The reciprocal relationship between form and content is one of the defining features of poetic craft. Formal elements (the line, meter, rhyme and so on) dictate the shape that poetic content may take; likewise, poetic content may dictate the formal elements used to express that content. One of the most fundamental—and therefore most contentious—elements of form is the line. Scholars, poets, and essayists take up a variety of positions on the line, and the debate transcends aesthetic disagreement, entering into the realm of politics and ideology. Whitman, as the (pig headed) father of American poetry, has received a good deal of critical attention regarding his use of the line.
I hope to further interrogate the political and aesthetic commitments associated with his particular approach to the line. More specifically, how is the expansive, sprawling, Whitmanian line—which seems to want to spread beyond the confines of the page—related to his utopian, democratic project? And what does the line mean for contemporary poetry, especially poetry with similar commitments? Is that project salvageable? And finally, what formal elements of craft could today be employed toward that end?
In that direction, I intend to both compose a poetic work of length which responds formally to the utopian Whitman and to develop an essay on the poetics of the utopian line. I will be entering a hotly contested conversation. In terms of scholarly work, I will present and respond to cases made by Robert Bly in “Whitman’s Line as a Public Form,” Robert Cushman’s attempts to recover the American-ness of the Whitmanian project in Fictions of Form in American Poetry, as well as Robert Duncan’s Fictive Certainties. I will also look more broadly at contemporary poetic engagements with the line, especially at essays by Joshua Clover, Dana Levin and Gabriel Gudding which appear in A Broken Thing: Poets on the Line.

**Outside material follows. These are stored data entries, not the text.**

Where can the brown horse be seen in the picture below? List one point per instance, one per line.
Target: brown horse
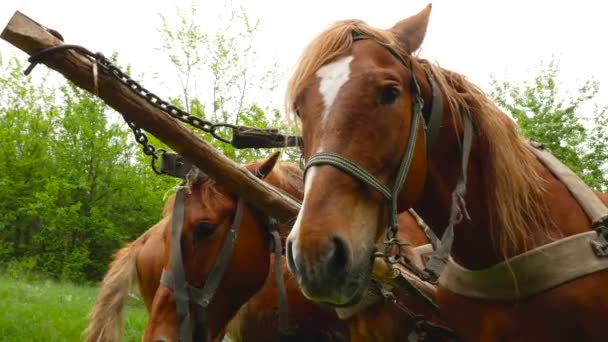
(142, 261)
(378, 321)
(371, 111)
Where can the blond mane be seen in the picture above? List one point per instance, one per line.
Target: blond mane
(513, 184)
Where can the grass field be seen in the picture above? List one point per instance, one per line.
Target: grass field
(51, 311)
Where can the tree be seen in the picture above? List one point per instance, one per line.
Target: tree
(220, 63)
(571, 126)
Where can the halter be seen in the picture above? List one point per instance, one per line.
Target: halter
(431, 123)
(184, 293)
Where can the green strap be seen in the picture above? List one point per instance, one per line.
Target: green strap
(348, 167)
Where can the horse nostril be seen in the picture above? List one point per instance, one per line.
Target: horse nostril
(339, 258)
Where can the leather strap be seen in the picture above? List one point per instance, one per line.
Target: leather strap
(175, 278)
(213, 279)
(440, 257)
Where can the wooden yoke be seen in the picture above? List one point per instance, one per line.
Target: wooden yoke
(31, 37)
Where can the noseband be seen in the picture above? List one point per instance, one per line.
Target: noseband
(184, 293)
(431, 121)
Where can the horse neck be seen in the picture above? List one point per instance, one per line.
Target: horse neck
(476, 240)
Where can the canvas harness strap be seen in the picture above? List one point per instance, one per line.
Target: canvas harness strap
(175, 278)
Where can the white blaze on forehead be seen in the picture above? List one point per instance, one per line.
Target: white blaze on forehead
(333, 76)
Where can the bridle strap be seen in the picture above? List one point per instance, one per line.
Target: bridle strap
(175, 278)
(349, 167)
(203, 298)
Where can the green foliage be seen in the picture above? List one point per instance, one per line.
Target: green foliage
(71, 189)
(218, 66)
(51, 311)
(74, 185)
(573, 130)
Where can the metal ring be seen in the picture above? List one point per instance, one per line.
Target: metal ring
(222, 125)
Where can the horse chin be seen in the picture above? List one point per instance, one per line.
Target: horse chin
(354, 288)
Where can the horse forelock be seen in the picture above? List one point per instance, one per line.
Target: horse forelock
(513, 184)
(329, 44)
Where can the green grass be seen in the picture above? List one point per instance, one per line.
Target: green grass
(51, 311)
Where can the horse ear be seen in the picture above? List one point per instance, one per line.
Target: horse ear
(411, 31)
(268, 165)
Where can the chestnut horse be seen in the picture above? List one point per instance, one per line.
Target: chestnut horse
(142, 261)
(380, 123)
(379, 321)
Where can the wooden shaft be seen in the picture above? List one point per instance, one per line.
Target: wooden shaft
(31, 37)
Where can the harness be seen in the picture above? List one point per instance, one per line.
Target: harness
(175, 279)
(431, 120)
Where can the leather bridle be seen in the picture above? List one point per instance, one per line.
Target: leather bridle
(184, 293)
(431, 120)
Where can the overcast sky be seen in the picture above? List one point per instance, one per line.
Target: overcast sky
(507, 39)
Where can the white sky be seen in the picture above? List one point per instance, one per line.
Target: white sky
(507, 39)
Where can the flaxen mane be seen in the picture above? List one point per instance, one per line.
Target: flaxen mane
(513, 183)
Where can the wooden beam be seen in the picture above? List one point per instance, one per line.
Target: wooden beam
(31, 37)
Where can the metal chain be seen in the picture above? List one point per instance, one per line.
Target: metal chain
(264, 139)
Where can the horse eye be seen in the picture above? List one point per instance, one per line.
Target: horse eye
(388, 95)
(203, 230)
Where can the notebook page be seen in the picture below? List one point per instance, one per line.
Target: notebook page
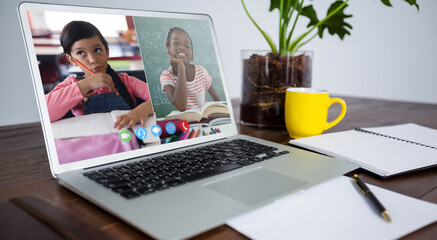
(409, 131)
(83, 126)
(382, 155)
(335, 210)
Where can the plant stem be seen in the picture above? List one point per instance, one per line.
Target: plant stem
(300, 45)
(295, 42)
(294, 24)
(281, 22)
(266, 36)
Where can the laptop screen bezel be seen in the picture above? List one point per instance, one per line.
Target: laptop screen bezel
(55, 166)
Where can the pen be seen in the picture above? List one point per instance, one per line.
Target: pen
(367, 193)
(75, 60)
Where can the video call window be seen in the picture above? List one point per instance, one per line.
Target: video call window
(117, 83)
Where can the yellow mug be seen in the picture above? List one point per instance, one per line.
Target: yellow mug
(306, 111)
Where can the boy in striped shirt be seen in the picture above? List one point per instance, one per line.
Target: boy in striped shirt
(185, 83)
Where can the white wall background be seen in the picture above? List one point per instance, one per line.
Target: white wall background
(391, 53)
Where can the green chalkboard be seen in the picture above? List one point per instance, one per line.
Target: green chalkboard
(152, 35)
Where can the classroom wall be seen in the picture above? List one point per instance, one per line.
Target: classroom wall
(391, 53)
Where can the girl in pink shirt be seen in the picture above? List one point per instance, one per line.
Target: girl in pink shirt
(185, 83)
(102, 89)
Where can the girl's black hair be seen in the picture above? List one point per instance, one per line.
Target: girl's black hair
(77, 30)
(172, 30)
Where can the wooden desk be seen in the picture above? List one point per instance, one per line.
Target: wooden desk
(24, 168)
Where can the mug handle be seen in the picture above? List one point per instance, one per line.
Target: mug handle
(342, 114)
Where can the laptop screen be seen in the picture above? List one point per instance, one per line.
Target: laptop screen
(114, 84)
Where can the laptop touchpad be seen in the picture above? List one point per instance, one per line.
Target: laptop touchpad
(255, 186)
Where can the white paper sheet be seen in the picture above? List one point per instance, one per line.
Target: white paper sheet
(335, 210)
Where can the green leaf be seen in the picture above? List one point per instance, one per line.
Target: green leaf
(413, 2)
(310, 13)
(277, 3)
(336, 24)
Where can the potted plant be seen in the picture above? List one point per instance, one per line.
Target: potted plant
(267, 74)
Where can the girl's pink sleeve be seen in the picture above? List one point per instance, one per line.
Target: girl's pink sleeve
(62, 98)
(135, 86)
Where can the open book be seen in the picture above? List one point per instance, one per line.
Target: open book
(96, 124)
(385, 151)
(209, 109)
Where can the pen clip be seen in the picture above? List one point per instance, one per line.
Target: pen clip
(358, 186)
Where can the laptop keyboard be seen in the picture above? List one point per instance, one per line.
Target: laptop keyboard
(146, 176)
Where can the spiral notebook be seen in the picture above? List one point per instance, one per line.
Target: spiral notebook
(386, 151)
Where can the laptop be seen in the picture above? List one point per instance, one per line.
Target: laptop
(174, 178)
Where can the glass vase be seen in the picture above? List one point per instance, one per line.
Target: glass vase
(266, 76)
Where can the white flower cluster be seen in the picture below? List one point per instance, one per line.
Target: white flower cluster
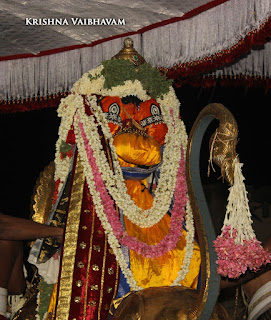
(238, 214)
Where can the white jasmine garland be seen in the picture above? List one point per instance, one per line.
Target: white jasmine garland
(176, 137)
(112, 240)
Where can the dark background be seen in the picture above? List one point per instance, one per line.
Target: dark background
(28, 141)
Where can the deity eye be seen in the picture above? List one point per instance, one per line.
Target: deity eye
(155, 110)
(114, 109)
(113, 114)
(156, 116)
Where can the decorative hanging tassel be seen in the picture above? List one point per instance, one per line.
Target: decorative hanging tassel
(237, 247)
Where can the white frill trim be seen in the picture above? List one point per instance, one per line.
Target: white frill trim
(48, 270)
(203, 35)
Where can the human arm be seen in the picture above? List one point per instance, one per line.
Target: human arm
(12, 228)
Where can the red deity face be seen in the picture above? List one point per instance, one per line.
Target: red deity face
(147, 114)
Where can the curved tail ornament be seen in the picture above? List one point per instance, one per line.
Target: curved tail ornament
(223, 153)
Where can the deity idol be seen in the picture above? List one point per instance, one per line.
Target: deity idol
(120, 192)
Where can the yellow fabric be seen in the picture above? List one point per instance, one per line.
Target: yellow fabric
(137, 149)
(163, 270)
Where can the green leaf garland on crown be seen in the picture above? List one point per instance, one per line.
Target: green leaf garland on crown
(116, 72)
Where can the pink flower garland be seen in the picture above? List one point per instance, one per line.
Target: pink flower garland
(169, 242)
(235, 259)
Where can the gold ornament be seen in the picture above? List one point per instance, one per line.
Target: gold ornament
(129, 53)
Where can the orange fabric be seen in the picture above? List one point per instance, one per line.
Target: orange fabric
(136, 150)
(163, 270)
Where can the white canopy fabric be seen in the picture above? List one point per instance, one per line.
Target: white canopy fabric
(44, 57)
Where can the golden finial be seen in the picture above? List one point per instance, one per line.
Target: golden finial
(129, 53)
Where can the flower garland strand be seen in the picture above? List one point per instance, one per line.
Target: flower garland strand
(113, 242)
(84, 92)
(149, 251)
(237, 247)
(115, 182)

I will also need to deal directly with the poetry by poets who have themselves directly or indirectly responded to Whitman, including Juliana Spahr (contemporary partial embrace), Ezra Pound (modernist distance), Hart Crane (utopian modernism), and Allen Ginsberg (embrace of the long line toward nearly-opposite ends). In doing so, I will be stepping into a conversation about the line as an aesthetic object as well as as a political object.
I intend to finally and completely solidify my bibliography in the next few days while leaving room for new discoveries. The annotated bibliography will be in its final form before April 13th. I hope to have the very first draft of the essay done by next week so that I may continue to revise and update it before the 18th of April. The longer work of poetry is in progress, but it is as of now more difficult to determine when that will be presentable, but I expect major progress to continue steadily in the next week.
Bibliography
Bly, Robert. “Whitman’s Line As A Public Form.” The American Poetry Review 15.2 (1986)
Clover, Joshua. “Notes on the Point De Capital.” A Broken Thing: Poets on the Line. Iowa City: U Of Iowa, 2011.
Crane, Hart. “The Bridge: Atlantis.” Poetry Foundation. Web.
Cushman, Robert. Fictions of Form in American Poetry. Princeton: Princeton University Press, 1993.
Duncan, Robert. Fictive Certainties: Essays. New York: New Directions Publishing Corporation, 1985.
Ginsberg, Allen. “Howl.” Poetry Foundation. Web.
Gudding, Gabriel. “The Line As Fetish and Fascist Reliquary.” A Broken Thing: Poets on the Line. Iowa City: U Of Iowa, 2011.
Levin, Dana. “Where It Breaks: Drama, Silence, Speed, and Accrual.” A Broken Thing: Poets on the Line. Iowa City: U Of Iowa, 2011.
Pound, Ezra. “A Pact.” Bartleby. Web.
Spahr, Juliana. This Connection Of Everyone With Lungs. Berkeley: University of California Press, 2005.